Javier se paró detrás de mí. "Cómetelo", ordenó.
Las lágrimas corrían por mi rostro. "Por favor, Javier. No hagas esto".
Agarró un tenedor, tomó un trozo del pastel y me lo llevó a los labios. "Abre la boca".
Apreté la mandíbula, sacudiendo la cabeza frenéticamente. Maldijo en voz baja y le hizo una seña a uno de los guardias. El hombre me tapó la nariz, obligándome a abrir la boca para respirar. En ese instante, Javier me metió el pastel dentro.
Me atraganté, balbuceé, tratando de escupirlo, pero me tapó la boca con la mano, obligándome a tragar.
La reacción fue inmediata y violenta.
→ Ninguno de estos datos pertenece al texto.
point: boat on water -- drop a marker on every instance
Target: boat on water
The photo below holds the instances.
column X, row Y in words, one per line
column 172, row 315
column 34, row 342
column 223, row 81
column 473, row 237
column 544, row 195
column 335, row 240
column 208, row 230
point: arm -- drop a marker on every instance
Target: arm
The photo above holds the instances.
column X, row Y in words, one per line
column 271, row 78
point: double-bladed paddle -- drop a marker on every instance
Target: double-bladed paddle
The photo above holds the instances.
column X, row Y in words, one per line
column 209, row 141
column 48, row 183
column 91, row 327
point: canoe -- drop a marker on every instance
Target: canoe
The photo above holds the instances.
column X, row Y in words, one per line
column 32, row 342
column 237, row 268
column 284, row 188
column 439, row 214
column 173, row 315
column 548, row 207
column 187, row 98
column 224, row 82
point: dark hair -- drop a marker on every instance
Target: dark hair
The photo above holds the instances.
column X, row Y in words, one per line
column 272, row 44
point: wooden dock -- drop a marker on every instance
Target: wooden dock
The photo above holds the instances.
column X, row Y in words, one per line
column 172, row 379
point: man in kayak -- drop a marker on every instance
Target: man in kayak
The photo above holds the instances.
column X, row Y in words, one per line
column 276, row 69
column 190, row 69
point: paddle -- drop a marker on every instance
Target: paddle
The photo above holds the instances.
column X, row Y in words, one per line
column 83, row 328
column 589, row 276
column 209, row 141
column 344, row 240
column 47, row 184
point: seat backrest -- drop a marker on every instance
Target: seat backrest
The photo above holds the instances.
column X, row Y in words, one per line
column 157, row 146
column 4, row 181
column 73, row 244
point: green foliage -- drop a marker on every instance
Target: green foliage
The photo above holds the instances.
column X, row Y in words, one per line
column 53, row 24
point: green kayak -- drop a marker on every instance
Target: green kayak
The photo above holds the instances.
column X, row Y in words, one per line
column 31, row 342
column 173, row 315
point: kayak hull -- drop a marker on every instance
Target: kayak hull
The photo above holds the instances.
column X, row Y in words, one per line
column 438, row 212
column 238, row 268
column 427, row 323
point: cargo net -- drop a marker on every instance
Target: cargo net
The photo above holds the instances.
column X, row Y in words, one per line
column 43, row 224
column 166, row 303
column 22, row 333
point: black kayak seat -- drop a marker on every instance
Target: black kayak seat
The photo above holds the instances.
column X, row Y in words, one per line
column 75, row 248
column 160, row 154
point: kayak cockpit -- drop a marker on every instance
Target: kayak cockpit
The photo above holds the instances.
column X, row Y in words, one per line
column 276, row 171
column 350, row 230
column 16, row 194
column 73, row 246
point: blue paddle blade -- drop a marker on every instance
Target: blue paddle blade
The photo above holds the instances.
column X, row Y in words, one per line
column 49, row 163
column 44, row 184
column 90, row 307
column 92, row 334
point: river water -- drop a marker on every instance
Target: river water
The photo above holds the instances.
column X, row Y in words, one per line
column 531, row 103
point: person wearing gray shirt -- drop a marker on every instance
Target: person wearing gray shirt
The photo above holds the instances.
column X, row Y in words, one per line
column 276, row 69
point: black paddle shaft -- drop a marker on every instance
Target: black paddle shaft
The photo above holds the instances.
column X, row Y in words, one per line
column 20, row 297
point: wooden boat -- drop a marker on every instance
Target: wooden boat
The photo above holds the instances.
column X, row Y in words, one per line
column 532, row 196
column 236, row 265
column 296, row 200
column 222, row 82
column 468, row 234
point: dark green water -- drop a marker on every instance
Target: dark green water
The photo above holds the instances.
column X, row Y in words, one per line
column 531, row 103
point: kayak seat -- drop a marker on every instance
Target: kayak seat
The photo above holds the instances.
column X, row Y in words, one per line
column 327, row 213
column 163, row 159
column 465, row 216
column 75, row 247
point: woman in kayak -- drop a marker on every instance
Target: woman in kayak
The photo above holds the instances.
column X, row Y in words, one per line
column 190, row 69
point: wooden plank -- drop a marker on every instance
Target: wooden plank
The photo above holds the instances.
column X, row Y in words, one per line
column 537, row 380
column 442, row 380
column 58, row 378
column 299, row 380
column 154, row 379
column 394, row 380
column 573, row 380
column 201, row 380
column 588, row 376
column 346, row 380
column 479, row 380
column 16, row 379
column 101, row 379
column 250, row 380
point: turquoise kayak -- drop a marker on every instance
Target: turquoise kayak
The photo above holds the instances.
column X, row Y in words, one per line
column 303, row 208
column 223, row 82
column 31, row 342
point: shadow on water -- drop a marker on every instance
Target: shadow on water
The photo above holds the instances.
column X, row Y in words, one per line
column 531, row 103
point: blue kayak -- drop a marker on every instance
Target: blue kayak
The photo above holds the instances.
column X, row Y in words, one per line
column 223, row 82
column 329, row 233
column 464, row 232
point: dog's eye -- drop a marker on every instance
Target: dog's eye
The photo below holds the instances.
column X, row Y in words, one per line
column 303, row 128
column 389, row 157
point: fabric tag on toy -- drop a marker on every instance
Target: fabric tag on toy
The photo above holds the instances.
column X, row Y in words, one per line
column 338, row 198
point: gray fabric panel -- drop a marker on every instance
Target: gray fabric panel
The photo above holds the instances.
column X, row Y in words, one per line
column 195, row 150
Mi garganta comenzó a cerrarse, el aire se convirtió en fuego en mis pulmones. Mi piel estalló en ronchas rojas y furiosas. Me arañé el cuello, desesperada por respirar, mi visión comenzando a nublarse en los bordes.
A través del rugido en mis oídos, pude escuchar la risa ligera y tintineante de Fabiola. "Oh, cielos", dijo, fingiendo preocupación. "Quizás no estaba exagerando después de todo".
Lo último que vi antes de desmayarme fue a Javier, de pie sobre mí, su rostro no de preocupación o pánico, sino de fría observación clínica. Tenía un teléfono en la oreja. "Sí, Dr. Evans. Parece que tenemos una reacción alérgica. Ya puede subir".
Lo había planeado. Tenía al médico en espera. Quería verlo por sí mismo. Quería demostrar un punto.
Y en ese momento, lo supe. Su amor no solo había muerto. Se había mutado en algo monstruoso.